Smurfs, if you think about it, were basically Avatars before Avatars, and what they did in their secluded community that was hidden from their nemesis, the evil Gargamel, made the Smurfs must-see TV for anyone who hadn’t reached puberty.
But what worked on TV during the Reagan Administration doesn’t necessarily work today on the big screen. Remember the reboot of Ghostbusters? Or G.I. Joe? Or, dare I say it, Jem?
Well, go ahead and add Smurfs: The Lost Village to the list.
Here’s a synopsis of the 81-minute film in 76 words. Led by Papa Smurf (Mandy Patinkin), Clumsy Smurf (Jack McBrayer), Hefty Smurf (Joe Manganiello), Brainy Smurf (Danny Pudi). and Nosey Smurf (director Kelly Asbury) help the village’s lone girl, Smurfette (Demi Lovato) find out if she’s truly a genuine Smurf. But during a journey that’s as easy to follow for anyone who can spell “S-M-U-R-F,” the must evade Gargamel (Rainn Wilson), who tries to capture them as they make their way to the enchanted “Lost Village.”
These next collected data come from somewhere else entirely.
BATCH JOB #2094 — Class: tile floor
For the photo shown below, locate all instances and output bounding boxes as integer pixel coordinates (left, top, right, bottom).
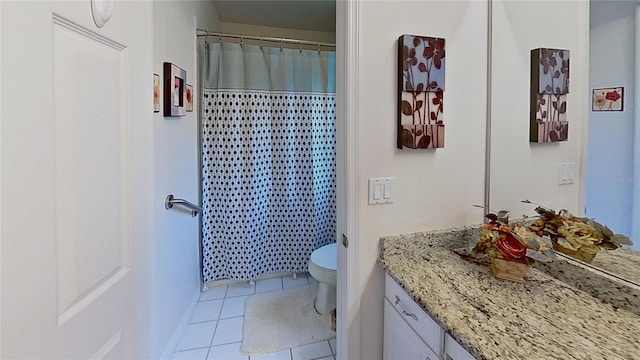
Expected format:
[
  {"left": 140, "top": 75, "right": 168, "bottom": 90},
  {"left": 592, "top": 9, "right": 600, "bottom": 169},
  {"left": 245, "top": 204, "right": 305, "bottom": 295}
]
[{"left": 170, "top": 272, "right": 336, "bottom": 360}]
Smurfs: The Lost Village, is a sequel to the franchise’s first two films – The Smurfs in 2011 and The Smurfs 2 in 2013, which combined live-action and computer-generated animation to collective gross more than $910 million at the worldwide box office.
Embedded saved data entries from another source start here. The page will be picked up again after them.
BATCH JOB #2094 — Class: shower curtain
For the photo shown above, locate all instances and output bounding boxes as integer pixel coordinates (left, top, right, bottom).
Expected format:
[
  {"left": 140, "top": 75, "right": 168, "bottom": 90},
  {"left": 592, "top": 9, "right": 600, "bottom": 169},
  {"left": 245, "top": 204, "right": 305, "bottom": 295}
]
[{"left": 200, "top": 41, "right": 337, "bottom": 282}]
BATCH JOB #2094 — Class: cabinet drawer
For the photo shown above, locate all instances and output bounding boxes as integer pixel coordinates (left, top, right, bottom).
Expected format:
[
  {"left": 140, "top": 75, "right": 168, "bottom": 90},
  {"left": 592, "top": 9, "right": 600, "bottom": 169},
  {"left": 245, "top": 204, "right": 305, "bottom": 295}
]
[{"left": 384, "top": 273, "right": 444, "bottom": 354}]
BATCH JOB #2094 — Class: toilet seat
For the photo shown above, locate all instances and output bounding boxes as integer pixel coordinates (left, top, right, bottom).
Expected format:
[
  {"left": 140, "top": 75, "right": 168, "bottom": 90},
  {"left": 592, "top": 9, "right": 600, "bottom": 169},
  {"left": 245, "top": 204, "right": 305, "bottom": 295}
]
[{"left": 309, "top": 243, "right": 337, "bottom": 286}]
But this film – the first all-animated Smurfs movie since 1976’s The Smurfs and the Magic Flute stays much more true to the original comic-book series created by Belgian cartoonist Peyo in the late 1950s. Peyo’s wife was the one who decided Smurfs should be blue.
In the end, Smurfs: The Lost Village is exactly what you think it is. It will transport you to your youth, when you ate your sugary cereal with your eyes fixated on the TV. When you were a kid, the Smurfs were great.
But as an adult, seeing them on the big screen will have you feeling blue.